La Dinamo può iniziare a scaldare i motori

Basket, il 22 il raduno a Sassari e le visite mediche, poi una settimana di ritiro ad Aritzo e il resto della preparazione a Olbia

SASSARI. Quindici giorni all’alba, ma prima che per la serie A di basket venga a tutti gli effetti giorno manca ancora parecchio. Dopo il lungo lockdown, la macchina societaria della Dinamo ha ripreso a lavorare a pieno ritmo, con il settore tecnico impegnato a completare il roster, ma anche a programmare la nuova stagione.

La prima certezza è che i giocatori inizieranno ad arrivare a Sassari dal 22 luglio: un mini-raduno della durata di quattro giorni, durante i quali gli atleti biancoblù svolgeranno le consuete visite mediche e inizieranno a familiarizzare. Il 26 l’intera comitiva sassarese si metterà in marcia alla volta di Aritzo, dove si svolgerà la prima settimana di preparazione.
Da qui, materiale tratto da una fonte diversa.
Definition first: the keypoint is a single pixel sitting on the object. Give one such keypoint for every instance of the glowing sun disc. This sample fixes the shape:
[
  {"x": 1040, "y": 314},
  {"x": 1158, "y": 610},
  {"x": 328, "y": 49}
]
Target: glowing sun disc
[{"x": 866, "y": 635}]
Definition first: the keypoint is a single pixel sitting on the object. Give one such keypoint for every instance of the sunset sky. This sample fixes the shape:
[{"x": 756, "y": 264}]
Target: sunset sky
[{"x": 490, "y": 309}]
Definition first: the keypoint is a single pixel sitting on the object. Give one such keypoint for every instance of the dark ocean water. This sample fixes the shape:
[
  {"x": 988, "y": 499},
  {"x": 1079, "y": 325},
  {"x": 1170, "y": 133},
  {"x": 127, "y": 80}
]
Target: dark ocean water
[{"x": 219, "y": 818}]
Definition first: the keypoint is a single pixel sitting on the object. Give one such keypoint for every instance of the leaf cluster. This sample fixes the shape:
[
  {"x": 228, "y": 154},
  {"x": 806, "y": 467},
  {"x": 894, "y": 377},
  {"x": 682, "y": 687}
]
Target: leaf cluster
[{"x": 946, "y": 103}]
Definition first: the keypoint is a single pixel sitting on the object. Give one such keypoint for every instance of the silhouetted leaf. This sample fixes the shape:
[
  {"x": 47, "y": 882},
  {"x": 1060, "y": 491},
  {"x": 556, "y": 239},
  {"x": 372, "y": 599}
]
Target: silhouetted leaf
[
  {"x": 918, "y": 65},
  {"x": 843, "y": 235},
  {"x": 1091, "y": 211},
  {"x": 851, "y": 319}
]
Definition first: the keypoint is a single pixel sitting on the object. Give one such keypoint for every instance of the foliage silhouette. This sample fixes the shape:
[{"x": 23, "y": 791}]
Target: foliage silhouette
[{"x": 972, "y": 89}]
Una scelta che l’anno scorso portò fortuna alla squadra di coach Gianmarco Pozzecco, che anticipò i tempi rispetto agli anni precedenti a causa della Supercoppa Italiana (poi vinta sul parquet di Bari), presentandosi in Barbagia a metà agosto.

Stavolta l’appuntamento è stato ulteriormente anticipato, perché la stagione 2020-’21 della serie A prenderà il via prima del solito: la data fissata per l’inizio del campionato è il 27 settembre, ma l’avvio della stagione è previsto per il 29 agosto, con la Supercoppa italiana in versione “extralarge”, aperta cioè a tutte le squadre della massima serie. La Lega basket ha infatti previsto un format inedito, con sei gironi da 3 squadre, i quarti di finale per il 12-13 settembre e la Final Four per il 19-20. Considerando che con tutta probabilità l’organico della serie A non raggiungerà le previste 18 squadre, è scontato che anche il format della Supercoppa verrà modificato.

La Dinamo, in ogni caso, ha iniziato a programmare il proprio lavoro sulla base delle date fissate dalla Lega e dal 22 luglio inizierà dunque a muoversi tra visite mediche e preparazione. Dopo la settimana di lavoro ad Aritzo, Gianmarco Pozzecco e i suoi ragazzi, insieme a tutto lo staff, dovrebbero accasarsi al Geovillage di Olbia, dove la Dinamo viene ospitata ormai da 8 anni per il ritiro estivo.

Tutto da definire, ovviamente, il calendario delle amichevoli e dei tornei precampionato. Al momento non è chiaro se le norme anticovid consentirebbero alle squadre che si muovono dalla Penisola e soprattutto dall’estero di arrivare in Sardegna senza problemi. La certezza è comunque che in qualche modo la Dinamo disputerà qualche amichevole, per presentarsi nelle condizioni ideali ai primi appuntamenti ufficiali di una stagione che si annuncia particolarmente complicata dal punto di vista logistico e organizzativo.